Once again Pedro Almodóvar reveals his genius for turning the ridiculous into the sublime with this creepy skin flick – a melodramatic thriller that is sombre but never sober and that moves through time and space with much of the boldness and style we’ve come to expect from Spain’s leading director.
The Skin I Live In reunites Almodóvar with Antonio Banderas, playing a tragic figure touched by evil in this adaptation of Thierry Jonquet’s French novel Mygale (Tarantula in English translation). It’s the story of a plastic surgeon, Dr Robert Ledgard (Banderas), whose skills with the knife allow him to take control of a supremely messy personal life in ways unimaginable to anyone but him. Banderas puts in a commanding performance in a film whose thriller tendencies are made doubly interesting by also being an artful study of masks and identities, sex and flesh, bodies and power.
The less said about the story, the better, as it’s built on slow revelations and quick surprises. The Skin I Live In is rooted in pain and loss, which pulls the film’s more melodramatic side into a more thoughtful, provocative place than its surface suggests.
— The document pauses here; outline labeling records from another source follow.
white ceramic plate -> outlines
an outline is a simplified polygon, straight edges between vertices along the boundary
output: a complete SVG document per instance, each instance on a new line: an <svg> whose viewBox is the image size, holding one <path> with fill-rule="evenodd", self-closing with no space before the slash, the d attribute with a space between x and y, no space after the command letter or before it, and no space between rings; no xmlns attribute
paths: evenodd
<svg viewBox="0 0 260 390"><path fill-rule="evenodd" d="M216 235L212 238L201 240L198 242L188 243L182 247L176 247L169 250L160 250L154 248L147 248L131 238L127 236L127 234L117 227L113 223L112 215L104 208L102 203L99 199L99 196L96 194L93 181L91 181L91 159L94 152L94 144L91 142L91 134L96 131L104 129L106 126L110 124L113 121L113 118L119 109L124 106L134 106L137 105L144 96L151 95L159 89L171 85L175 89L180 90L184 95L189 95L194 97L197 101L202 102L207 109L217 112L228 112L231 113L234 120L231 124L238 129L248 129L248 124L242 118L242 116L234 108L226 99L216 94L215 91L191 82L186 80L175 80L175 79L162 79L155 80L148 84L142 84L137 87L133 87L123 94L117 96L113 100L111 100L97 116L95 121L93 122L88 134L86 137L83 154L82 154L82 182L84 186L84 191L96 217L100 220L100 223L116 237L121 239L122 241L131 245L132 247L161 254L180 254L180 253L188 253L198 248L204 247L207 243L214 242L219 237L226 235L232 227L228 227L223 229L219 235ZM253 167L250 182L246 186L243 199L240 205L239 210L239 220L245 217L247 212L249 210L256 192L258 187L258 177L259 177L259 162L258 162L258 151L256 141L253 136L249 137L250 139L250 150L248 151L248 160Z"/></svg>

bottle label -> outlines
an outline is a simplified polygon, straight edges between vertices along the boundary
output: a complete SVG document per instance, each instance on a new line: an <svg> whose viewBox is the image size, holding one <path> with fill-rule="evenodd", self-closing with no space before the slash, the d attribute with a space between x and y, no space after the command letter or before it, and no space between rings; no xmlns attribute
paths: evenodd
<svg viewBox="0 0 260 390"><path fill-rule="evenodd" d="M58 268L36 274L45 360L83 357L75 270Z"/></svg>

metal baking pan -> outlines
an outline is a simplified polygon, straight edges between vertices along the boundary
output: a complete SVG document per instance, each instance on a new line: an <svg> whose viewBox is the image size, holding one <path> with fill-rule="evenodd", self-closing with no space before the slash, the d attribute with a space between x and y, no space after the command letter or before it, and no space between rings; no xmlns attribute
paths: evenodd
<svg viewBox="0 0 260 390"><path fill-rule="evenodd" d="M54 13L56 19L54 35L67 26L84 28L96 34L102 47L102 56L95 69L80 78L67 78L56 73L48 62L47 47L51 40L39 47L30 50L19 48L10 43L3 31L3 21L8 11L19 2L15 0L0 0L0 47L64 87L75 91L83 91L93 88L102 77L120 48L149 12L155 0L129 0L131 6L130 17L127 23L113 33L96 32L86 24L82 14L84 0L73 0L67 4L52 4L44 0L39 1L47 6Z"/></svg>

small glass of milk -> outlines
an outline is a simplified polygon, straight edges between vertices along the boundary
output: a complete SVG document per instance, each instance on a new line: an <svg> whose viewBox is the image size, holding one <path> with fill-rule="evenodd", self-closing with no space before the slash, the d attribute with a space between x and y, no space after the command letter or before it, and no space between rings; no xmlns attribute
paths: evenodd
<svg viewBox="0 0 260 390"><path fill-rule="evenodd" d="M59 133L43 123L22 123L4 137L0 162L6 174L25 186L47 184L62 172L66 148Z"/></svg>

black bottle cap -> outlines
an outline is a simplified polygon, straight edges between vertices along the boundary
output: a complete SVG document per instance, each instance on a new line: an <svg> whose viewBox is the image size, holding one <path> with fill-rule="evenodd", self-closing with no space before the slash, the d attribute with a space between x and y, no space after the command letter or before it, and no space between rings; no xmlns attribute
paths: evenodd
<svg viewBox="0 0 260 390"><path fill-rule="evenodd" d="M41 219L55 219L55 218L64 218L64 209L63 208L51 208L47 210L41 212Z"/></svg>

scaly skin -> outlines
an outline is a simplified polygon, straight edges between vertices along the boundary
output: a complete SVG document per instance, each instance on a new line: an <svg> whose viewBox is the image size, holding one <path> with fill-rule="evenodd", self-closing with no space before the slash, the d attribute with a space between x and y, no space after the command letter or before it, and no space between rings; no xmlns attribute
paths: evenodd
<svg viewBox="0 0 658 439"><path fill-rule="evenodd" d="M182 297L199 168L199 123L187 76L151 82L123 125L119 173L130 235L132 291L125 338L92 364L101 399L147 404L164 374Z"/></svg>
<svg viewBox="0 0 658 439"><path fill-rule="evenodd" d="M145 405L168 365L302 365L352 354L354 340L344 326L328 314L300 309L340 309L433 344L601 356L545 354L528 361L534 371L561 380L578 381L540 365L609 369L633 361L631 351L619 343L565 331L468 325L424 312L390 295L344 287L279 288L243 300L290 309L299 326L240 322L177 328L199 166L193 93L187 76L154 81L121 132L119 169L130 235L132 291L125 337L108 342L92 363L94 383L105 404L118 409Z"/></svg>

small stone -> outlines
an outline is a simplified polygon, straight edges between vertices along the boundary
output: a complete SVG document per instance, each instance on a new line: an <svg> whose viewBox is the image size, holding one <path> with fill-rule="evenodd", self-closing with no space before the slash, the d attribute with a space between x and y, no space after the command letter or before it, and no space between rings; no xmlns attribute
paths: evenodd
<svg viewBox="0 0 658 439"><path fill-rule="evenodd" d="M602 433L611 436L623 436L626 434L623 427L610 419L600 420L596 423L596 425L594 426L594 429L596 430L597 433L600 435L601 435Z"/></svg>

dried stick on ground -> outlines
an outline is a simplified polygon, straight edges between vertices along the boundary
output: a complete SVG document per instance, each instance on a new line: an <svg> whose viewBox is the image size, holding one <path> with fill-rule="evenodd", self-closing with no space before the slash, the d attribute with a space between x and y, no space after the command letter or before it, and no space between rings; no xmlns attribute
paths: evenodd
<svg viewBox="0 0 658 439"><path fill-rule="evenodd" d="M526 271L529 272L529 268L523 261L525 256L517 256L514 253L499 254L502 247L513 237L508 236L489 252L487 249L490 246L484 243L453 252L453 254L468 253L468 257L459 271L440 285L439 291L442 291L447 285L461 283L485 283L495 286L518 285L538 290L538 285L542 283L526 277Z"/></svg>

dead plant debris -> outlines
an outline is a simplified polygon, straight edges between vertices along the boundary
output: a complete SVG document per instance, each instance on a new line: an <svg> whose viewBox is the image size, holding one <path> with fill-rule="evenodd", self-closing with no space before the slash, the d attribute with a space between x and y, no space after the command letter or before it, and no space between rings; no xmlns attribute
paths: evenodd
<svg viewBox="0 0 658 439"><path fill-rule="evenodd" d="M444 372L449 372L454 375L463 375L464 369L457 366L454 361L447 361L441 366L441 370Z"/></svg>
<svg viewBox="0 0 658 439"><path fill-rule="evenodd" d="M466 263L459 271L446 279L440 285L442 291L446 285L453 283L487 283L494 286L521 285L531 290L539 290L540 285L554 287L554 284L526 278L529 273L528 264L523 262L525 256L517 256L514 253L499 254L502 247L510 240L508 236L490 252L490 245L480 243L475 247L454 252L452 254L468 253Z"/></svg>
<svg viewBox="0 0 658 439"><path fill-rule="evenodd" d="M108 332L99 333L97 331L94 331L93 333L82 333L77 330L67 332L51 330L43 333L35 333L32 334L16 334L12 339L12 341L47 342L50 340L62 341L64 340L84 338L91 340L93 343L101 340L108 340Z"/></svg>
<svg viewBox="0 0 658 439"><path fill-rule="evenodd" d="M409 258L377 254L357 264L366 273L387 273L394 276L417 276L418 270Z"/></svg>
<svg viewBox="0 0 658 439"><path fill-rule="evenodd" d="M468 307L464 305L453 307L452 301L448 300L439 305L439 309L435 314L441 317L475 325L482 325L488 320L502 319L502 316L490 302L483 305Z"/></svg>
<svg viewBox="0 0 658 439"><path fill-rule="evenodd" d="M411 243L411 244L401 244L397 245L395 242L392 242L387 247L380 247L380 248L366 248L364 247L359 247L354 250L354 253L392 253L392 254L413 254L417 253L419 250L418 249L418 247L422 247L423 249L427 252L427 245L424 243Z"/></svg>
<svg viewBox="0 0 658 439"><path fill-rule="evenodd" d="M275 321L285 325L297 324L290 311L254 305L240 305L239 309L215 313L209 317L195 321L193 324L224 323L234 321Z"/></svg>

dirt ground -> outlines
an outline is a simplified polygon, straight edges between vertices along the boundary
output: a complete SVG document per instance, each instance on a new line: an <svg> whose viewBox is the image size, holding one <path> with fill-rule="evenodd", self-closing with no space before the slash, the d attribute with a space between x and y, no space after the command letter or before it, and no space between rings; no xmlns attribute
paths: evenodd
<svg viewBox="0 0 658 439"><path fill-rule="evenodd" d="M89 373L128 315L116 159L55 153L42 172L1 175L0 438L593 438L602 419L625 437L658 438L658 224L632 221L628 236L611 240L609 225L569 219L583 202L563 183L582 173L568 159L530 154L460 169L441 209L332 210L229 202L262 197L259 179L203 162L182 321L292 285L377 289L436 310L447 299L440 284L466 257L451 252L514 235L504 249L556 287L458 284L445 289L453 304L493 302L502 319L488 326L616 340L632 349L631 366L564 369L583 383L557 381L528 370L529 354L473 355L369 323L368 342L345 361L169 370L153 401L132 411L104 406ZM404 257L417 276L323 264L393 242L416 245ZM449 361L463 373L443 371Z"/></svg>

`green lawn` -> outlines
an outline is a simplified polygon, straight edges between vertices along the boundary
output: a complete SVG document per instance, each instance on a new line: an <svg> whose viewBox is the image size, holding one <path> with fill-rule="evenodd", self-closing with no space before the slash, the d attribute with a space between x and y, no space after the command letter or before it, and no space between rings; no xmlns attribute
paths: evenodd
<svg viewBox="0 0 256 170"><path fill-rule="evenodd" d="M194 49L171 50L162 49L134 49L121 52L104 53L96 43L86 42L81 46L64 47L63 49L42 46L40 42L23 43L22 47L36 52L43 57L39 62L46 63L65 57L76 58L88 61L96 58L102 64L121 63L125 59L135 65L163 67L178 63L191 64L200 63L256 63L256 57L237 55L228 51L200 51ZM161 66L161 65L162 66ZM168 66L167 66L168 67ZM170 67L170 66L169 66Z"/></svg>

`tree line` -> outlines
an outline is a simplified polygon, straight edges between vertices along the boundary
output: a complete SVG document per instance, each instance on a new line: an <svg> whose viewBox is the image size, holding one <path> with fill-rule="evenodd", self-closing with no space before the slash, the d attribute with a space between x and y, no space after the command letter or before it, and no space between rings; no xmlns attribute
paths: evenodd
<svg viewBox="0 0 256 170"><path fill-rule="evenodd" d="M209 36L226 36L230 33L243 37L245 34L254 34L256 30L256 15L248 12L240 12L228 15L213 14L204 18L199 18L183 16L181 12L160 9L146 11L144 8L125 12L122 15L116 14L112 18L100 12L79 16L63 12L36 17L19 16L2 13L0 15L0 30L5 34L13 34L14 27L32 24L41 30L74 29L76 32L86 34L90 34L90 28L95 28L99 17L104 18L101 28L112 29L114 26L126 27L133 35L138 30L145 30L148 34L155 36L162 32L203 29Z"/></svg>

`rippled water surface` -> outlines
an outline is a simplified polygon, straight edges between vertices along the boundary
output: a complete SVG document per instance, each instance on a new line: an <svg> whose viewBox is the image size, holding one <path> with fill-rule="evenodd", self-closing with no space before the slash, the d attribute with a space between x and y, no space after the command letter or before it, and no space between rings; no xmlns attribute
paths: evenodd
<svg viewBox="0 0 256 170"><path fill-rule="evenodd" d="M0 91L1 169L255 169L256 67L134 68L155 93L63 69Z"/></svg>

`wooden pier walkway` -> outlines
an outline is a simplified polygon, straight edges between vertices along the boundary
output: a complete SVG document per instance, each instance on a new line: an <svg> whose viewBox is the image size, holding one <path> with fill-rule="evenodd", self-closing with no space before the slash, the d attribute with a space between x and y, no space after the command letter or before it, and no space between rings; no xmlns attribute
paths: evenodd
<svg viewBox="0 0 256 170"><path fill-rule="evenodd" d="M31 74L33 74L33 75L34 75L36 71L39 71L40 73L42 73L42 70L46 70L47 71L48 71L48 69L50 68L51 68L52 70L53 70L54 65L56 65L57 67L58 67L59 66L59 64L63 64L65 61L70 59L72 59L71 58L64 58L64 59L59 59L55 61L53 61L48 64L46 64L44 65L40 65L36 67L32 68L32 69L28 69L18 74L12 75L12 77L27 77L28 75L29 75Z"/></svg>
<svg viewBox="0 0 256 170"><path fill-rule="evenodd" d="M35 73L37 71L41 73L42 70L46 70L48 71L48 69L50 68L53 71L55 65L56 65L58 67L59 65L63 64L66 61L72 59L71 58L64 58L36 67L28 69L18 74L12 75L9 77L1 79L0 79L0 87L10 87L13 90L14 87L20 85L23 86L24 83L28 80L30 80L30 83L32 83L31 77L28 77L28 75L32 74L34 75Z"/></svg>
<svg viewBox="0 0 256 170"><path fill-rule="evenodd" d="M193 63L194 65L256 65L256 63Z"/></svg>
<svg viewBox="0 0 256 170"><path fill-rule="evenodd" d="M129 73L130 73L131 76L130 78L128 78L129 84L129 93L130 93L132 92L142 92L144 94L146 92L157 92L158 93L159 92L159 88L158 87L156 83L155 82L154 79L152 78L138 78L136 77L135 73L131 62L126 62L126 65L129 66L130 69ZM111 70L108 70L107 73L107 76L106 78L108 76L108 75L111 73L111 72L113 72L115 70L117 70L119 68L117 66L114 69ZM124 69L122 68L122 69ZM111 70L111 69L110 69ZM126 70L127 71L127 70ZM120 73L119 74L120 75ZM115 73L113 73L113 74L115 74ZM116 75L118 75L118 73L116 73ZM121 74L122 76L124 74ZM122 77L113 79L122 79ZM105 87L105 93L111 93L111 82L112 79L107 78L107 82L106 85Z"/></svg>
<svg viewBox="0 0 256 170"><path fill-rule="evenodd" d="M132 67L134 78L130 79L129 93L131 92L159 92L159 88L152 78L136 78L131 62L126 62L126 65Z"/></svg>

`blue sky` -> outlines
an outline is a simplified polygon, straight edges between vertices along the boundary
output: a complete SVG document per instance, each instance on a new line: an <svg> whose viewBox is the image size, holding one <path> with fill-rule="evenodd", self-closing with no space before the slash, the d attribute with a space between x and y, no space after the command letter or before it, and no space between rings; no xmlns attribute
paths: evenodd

After Broken Embraces, The Skin I Live In continues Almodóvar’s journey into darker, more sombre storytelling and into more upscale and interior worlds. Again, too, he chills his palette, rejecting the brighter colours of old for something more maudlin and steely. There are flashes of humour, usually of the nervous kind. Mostly, though, this plays as a psychosexual thriller whose wild events and plot turns are anchored soberly in both Almodóvar’s meticulous direction and a performance from Banderas that offers an intensely controlled, deadly charming screen presence.